Beyond that, I would like to add that while flying introduces new risks for manual piloting, it also removes a lot of them. Both commercial pilots and long-haul truckers in remote locations have similar roles in terms of spacing between vehicles and time behind the wheel, but only one's job is easy enough that they can have an autopilot do it for them for 90% of the trip. Yeah, someone cruising at 20.000 feet might be doing their makeup or texting on their phone, but at least they're not going to hit a tree while doing it.

(and yes, I know that if you replace all cars with planes, the skies get a lot more crowded, which is why I compared to a remote-location trucker, just to point out that the basic situation is easier in 3 dimensions where one's "lane" is much wider, there are no ground obstacles to hit, no hills, no bends in the road, etc, and traffic is split up among many well-spaced layers that are easy for a plane to maintain... no, millions of drivers cannot fit into our ATC system as-is, and I'm not claiming that, it requires a new system with greater automation)
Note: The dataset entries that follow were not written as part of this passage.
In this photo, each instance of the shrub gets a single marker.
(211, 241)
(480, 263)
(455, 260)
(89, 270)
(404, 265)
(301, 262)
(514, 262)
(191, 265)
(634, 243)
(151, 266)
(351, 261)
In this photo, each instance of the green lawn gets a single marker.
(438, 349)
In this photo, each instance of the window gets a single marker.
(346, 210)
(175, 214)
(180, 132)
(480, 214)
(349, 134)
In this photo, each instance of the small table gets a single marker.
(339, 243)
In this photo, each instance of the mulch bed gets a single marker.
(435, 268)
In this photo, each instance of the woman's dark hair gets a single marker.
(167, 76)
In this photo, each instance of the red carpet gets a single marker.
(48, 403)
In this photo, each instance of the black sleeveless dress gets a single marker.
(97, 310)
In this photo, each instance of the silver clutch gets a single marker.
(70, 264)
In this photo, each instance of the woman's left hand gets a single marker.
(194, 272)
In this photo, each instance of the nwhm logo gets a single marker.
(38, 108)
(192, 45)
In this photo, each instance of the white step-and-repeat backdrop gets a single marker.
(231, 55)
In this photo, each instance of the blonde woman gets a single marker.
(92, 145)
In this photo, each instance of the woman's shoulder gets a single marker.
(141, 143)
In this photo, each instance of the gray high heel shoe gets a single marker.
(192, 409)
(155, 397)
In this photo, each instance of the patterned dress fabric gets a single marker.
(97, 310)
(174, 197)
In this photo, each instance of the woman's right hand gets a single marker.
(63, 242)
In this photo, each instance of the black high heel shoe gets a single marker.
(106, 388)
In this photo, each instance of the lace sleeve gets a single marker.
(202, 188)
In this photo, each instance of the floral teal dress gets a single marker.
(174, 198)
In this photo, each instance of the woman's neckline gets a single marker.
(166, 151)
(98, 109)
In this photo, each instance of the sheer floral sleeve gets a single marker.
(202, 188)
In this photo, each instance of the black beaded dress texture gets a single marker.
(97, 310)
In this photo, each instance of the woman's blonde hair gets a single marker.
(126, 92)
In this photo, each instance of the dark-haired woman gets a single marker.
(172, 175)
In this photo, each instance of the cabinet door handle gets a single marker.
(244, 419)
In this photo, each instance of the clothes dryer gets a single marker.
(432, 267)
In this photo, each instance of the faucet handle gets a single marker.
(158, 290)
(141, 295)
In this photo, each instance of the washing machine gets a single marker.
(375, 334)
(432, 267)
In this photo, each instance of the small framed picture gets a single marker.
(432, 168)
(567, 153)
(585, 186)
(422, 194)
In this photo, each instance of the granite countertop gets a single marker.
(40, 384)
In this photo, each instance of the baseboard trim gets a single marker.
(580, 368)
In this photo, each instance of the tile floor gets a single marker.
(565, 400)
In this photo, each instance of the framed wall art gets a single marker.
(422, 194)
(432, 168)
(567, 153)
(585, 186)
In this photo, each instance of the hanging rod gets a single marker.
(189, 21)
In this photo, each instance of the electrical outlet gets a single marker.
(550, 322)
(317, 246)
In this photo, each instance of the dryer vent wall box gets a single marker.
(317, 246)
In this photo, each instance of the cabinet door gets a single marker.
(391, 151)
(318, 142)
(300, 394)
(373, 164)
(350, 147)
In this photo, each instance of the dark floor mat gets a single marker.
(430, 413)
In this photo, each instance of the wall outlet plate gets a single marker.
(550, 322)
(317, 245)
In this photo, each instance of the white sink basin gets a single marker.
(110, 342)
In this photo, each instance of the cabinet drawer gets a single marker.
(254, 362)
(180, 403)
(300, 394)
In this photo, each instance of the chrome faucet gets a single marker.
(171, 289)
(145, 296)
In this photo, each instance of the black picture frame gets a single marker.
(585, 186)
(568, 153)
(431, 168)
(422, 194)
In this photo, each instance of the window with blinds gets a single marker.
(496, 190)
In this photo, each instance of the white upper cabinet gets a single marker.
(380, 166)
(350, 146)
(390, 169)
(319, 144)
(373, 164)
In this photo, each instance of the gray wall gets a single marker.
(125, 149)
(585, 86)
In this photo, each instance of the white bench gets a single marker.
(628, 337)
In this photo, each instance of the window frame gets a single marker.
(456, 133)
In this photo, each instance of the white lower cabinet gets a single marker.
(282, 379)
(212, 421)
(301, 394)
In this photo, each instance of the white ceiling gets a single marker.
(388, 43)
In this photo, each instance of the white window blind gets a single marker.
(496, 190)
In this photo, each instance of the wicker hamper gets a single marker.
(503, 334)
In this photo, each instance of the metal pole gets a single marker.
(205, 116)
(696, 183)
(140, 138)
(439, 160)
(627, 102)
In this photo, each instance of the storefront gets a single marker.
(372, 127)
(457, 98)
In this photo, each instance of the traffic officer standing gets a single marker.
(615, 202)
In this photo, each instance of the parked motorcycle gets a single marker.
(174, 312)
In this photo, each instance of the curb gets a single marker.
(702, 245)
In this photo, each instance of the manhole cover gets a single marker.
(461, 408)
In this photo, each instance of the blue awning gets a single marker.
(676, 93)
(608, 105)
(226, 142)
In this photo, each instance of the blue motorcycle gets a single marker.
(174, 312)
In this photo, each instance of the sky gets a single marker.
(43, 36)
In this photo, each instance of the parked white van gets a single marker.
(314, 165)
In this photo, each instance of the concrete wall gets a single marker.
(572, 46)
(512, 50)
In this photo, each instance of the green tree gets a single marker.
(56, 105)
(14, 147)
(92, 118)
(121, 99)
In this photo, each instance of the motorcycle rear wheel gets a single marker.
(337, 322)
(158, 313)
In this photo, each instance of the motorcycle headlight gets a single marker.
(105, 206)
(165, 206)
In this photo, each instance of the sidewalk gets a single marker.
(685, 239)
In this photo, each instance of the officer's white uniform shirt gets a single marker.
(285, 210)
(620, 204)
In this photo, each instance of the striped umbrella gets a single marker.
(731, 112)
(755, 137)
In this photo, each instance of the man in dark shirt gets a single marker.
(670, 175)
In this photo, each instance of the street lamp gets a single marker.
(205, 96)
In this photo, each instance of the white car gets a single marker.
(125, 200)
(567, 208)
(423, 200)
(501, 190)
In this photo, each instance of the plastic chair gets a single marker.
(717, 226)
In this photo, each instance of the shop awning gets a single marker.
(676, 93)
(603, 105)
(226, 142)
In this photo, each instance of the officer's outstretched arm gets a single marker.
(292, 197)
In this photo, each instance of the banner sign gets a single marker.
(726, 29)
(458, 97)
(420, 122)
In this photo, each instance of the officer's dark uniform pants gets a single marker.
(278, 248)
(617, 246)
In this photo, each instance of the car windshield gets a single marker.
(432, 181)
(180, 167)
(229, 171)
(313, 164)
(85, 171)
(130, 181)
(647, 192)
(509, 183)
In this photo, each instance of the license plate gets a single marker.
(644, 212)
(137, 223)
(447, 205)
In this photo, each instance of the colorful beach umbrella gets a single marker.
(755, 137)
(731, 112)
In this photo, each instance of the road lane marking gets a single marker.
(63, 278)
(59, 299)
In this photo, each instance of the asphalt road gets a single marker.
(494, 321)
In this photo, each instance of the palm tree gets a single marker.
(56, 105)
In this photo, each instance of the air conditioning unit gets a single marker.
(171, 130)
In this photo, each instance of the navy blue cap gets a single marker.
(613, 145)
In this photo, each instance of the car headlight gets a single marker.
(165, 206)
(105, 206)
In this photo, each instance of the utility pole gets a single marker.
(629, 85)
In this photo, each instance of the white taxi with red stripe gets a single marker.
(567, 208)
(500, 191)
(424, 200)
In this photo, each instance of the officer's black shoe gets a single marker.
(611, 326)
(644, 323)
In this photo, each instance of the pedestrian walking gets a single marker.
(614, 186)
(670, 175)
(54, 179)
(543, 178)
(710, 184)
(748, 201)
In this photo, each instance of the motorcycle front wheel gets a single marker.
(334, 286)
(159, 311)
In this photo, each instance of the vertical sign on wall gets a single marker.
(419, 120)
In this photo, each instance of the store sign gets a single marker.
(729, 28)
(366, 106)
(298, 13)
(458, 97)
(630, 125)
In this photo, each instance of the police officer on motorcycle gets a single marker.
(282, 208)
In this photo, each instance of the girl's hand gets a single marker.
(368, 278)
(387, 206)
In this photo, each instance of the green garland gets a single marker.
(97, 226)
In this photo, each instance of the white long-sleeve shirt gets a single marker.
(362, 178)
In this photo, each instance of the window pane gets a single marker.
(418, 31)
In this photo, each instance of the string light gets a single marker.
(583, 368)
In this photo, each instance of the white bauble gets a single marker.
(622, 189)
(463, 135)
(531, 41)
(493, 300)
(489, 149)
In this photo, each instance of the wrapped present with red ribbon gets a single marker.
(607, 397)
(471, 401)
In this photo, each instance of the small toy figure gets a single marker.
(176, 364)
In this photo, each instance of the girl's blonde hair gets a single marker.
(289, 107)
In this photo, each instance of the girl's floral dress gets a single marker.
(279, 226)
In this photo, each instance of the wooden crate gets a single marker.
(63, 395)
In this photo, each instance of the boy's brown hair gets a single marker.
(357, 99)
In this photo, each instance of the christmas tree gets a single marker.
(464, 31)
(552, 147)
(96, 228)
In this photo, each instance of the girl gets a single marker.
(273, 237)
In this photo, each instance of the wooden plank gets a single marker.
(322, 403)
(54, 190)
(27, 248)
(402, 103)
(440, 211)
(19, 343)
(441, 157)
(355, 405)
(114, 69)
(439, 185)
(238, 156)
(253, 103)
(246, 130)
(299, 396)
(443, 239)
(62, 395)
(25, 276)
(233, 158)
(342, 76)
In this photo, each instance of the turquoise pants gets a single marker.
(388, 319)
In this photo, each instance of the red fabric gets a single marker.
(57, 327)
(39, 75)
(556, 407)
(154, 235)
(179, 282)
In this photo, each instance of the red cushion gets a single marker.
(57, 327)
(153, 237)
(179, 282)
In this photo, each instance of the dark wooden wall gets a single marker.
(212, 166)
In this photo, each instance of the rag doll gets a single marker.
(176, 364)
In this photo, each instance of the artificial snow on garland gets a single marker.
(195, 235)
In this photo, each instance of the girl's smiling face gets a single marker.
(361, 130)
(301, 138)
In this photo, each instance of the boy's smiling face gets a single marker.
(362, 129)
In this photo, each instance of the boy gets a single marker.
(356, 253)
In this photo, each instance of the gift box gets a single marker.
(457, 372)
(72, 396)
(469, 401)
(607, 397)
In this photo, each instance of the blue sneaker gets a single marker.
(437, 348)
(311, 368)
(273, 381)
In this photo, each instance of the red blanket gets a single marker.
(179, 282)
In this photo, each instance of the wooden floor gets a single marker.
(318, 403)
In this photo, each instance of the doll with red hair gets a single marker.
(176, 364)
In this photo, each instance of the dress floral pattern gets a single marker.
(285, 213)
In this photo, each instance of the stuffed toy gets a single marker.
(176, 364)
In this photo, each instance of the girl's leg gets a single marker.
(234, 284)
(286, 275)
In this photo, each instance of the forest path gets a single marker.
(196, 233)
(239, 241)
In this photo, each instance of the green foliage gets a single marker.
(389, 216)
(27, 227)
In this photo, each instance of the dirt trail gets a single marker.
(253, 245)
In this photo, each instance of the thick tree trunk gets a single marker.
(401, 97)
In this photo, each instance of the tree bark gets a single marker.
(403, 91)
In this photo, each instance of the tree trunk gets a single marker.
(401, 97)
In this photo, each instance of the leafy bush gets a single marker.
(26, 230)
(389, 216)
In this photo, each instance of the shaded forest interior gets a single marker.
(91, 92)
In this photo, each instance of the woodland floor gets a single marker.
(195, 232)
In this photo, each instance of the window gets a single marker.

Comment Re:Supplant Niche (Score 1) 66

Also, I'll add that you missed the obvious criticism of flying cars - the "dropping out of the sky upon failure" one ;) Any realistic "flying car" is going to have to have some really dang good failsafe mechanisms not only to protect its occupants in such a case, but people on the ground as well.

Comment Re:Supplant Niche (Score 1) 66

Disagree. A good car doesn't have down force (beyond gravity), downforce means aerodynamic drag, a good car should rely only on the force of gravity for its grip. The things that help a plane also make a car more fuel efficient - streamlining and lightweight construction. Cars have slightly different streamlining reqs due to operating near the ground, but the general principles are the same. Of course you've got wheels out there, but so do many light planes. Lightweight construction is often described as the opposite of crash safety, which is very important in cars, but with foam core composites you can have both.

As for the GP's comments: I don't think anyone really expects your average driver of a flying car to be behind the stick controlling flight surfaces; I think most people envision something more like a good quadcopter where everything is managed for you by control software that maintains position and attitude (despite changes in balance, wind, etc) or even fly preset routes / automated traffic management. People don't envision runways, they envision VTOL. They envision not a helicopter (non-roadworthy, giant exposed spinning prop), but something roadworthy with nacelles.

One big former problem with flying cars was the weight, size, cost and complexity of the sort of high power engines you needed for them, and if you needed multiple engines (quadcopter-style), then all the more problem. It pretty much ensured that your flying car would have a supercar price tag. But electrification of transportation looks to be solving that one - high power outrunner electric motors are very simple and have just ridiculous power to weight ratios. Battery energy density is still a problem (and would be even more of a problem if your lifting surface area is limited and you lose a little efficiency to your prop geometry), but it's constantly improving, the percentage rate of growth on electric passenger airplanes is even faster than that of electric cars (although starting from a much smaller starting point, mind you).

No, I'm not saying I envision the world suddenly switching over to flying cars - far from it. I'm just pointing out that the problems aren't as intractable as folk often make them out to be.